Appointment in Samarra

Appointment in Samarra depicts the cruel undercurrents of small town life: like Sinclair Lewis’ Main Street and Babbitt, and Larry McMurtry’s The Last Picture Show, it chronicles the disappointment and pettiness among the nominally upstanding citizens. Its writing is still crisp, 72 years later, and the story filled with astute analysis of the eternal pack hierarchy. Keen social commentary from the omniscient narrator dissects each socially fraught situation, with money and attractiveness being the chief determiners of rank, as they so often are. But even those with both sometimes fall.

Appointment in Samarra stresses conformity. The descent of Julian English and his wife begins with a faux pas and continues with a general disregard for trying to regain their society’s grace. Although they are supposed to conform to a set of place-specific standards, their dilemma is almost palpable. There are standards, both obvious and not, that do offer rewards for adherence and punishment for deviation in all societies.

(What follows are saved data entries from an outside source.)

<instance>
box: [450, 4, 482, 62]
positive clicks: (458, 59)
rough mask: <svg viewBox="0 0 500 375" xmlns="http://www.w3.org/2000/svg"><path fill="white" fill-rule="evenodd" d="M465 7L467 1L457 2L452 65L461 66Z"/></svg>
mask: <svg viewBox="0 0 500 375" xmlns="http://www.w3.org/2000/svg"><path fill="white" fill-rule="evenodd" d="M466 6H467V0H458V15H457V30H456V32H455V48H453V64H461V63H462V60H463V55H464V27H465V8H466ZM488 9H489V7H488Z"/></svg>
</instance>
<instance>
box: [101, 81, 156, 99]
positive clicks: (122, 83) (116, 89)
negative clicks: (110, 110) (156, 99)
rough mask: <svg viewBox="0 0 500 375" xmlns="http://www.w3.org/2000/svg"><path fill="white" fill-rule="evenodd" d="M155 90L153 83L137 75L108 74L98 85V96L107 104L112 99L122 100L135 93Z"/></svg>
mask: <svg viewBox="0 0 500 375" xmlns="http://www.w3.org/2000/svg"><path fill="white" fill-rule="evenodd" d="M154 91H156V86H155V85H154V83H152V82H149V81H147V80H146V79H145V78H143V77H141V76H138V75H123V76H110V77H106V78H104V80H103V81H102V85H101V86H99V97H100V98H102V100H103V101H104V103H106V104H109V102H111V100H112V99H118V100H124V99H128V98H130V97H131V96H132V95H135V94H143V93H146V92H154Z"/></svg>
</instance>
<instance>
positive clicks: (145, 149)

Although the setting doesn’t have as much resonance as it once did—who cares about the smallville country club set?—the characters could be easily transplanted to the contemporary suburbs. I wonder if the suspicion of the dominant physical place in literature has changed: for a long time the city and civilization were seen as corrupt and corrupting, a strand running from Cooper to Edith Wharton and beyond. Then the revisionists wrote about the country, including John O’Hara in Appointment in Samarra and the others named above. Finally, suburbs seem to chiefly occupy the contemporary writer, with Tom Perrotta’s Little Children and movies like American Beauty expressing skepticism of the dominant living structure of the late 20th and early 21st century.